You stare at your friend’s smile, and wonder how much they would mind about their clothes if you accidentally caught their glass of red wine with your elbow .

 

You get a migraine at a party, and try and ring for a taxi before the snowstorm before your eyes incapacitates you completely.  Your friend won’t hear of it.  “Don’t be silly, I’ll drive you home.”  

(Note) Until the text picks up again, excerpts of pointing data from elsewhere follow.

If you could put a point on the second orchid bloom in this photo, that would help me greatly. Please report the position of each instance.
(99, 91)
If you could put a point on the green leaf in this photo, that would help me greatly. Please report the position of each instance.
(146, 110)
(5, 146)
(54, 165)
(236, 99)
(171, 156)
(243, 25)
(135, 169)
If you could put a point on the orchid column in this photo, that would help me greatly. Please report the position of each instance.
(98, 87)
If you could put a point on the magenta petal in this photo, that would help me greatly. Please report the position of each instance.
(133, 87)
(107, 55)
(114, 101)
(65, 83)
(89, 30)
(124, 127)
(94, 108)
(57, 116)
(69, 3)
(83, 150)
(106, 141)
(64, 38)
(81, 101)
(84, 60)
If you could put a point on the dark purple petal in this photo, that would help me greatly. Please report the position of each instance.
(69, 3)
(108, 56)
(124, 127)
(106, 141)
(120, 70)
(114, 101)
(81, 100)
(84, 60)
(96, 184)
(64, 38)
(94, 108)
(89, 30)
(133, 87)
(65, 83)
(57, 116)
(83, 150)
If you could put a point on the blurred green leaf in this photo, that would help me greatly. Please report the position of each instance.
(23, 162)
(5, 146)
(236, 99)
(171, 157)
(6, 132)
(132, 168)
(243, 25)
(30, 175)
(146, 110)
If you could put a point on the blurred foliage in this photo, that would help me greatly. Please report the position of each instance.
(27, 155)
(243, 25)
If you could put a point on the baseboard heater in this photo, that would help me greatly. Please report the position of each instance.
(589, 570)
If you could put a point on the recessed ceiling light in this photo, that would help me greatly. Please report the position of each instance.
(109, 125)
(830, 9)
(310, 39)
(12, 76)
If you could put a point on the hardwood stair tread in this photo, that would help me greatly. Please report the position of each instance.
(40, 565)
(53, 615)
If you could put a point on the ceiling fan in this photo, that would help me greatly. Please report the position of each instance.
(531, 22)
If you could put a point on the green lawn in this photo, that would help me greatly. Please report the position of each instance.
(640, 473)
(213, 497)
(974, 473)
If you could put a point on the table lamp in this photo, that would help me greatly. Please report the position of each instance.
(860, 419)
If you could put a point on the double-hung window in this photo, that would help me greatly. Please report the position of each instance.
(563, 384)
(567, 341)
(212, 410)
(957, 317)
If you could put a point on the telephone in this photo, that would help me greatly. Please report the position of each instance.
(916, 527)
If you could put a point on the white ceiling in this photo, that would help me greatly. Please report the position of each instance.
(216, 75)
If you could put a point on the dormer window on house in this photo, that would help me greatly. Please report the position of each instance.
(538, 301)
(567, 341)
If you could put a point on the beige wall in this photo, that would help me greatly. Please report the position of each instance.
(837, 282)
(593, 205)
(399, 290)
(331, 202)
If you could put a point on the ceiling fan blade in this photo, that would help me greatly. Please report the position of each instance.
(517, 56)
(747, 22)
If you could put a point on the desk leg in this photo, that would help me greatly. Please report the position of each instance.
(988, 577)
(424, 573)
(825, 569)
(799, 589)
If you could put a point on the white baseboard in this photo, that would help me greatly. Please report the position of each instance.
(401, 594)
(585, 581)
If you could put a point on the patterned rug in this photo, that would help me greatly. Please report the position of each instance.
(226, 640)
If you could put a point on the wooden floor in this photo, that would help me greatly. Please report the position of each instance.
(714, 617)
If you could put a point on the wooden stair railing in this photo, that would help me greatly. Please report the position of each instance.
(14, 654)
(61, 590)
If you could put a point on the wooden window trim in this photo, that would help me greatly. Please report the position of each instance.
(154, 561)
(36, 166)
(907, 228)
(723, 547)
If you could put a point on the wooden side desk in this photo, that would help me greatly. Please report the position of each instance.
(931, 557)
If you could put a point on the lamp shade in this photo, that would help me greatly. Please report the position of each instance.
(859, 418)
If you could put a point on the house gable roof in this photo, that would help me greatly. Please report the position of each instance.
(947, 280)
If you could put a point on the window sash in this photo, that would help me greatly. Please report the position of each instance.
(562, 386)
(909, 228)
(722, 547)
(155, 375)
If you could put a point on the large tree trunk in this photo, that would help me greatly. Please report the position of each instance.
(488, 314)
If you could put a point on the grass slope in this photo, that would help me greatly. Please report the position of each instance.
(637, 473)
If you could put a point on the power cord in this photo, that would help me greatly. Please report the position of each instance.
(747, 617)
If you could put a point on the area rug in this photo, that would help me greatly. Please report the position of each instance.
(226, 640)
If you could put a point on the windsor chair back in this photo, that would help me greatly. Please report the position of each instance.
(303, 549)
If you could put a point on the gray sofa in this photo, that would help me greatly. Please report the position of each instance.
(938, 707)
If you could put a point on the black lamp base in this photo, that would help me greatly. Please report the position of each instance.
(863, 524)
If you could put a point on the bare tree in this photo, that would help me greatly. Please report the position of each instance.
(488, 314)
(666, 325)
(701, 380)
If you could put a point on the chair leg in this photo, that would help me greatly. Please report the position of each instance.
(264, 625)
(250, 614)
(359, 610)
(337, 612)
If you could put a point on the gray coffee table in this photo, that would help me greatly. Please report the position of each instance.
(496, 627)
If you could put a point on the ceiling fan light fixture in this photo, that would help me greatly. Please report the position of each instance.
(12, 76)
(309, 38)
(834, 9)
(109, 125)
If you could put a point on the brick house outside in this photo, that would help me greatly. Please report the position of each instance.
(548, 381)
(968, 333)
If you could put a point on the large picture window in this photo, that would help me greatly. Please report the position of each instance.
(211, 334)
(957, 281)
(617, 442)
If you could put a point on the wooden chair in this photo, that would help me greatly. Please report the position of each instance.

He/she just has to say goodbye to a few people.

You sit and wait in the hallway, your face in your hands, and hear your friend being drawn into a new conversation.  You listen out for an “anyway” or a “it’s been lovely” but, instead, hear “oh, really?” and “what about..?” All you want, is to be home, in bed – and you would have been, too, if you’d taken the taxi.  

Finally, you’re in your friend’s car.  “I’ll just stop off on the way and pick up some milk at the corner Tesco.  You don’t mind, do you? I’ll just be a tick.”

Hard as you try, you not only fail to drum up gratitude for the lift but you positively resent it, which makes your migraine even worse.

 

Those are not favours.  They are power games.

 

Then, there are the 90% favours – the favours which fall short enough to highlight your friend’s somewhat defective generosity.

 

He/she invites you out for dinner.  When the bill comes, he/she waves away your attempt at fishing out your wallet.  No sooner have you done up the clasp on your bag, that he/she asks if you have any change for the tip.  It’s not the few pounds – it’s the pettiness of it that makes you cringe.

 

He/she invites you to his/her home for a meal and hints (or blatantly suggests) that you should bring wine.  You go to Waitrose, and pay extra for a bottle with a real cork because you don’t want to look cheap by taking one with a screw top.  You arrive at your friend’s house, and get served pasta with ready-made sauce straight out of a jar.  You start comparing the cost of the meal with what you’ve just spent on the Chianti but stop yourself – you’ve been invited for a meal, so you must appreciate your friend’s hospitality.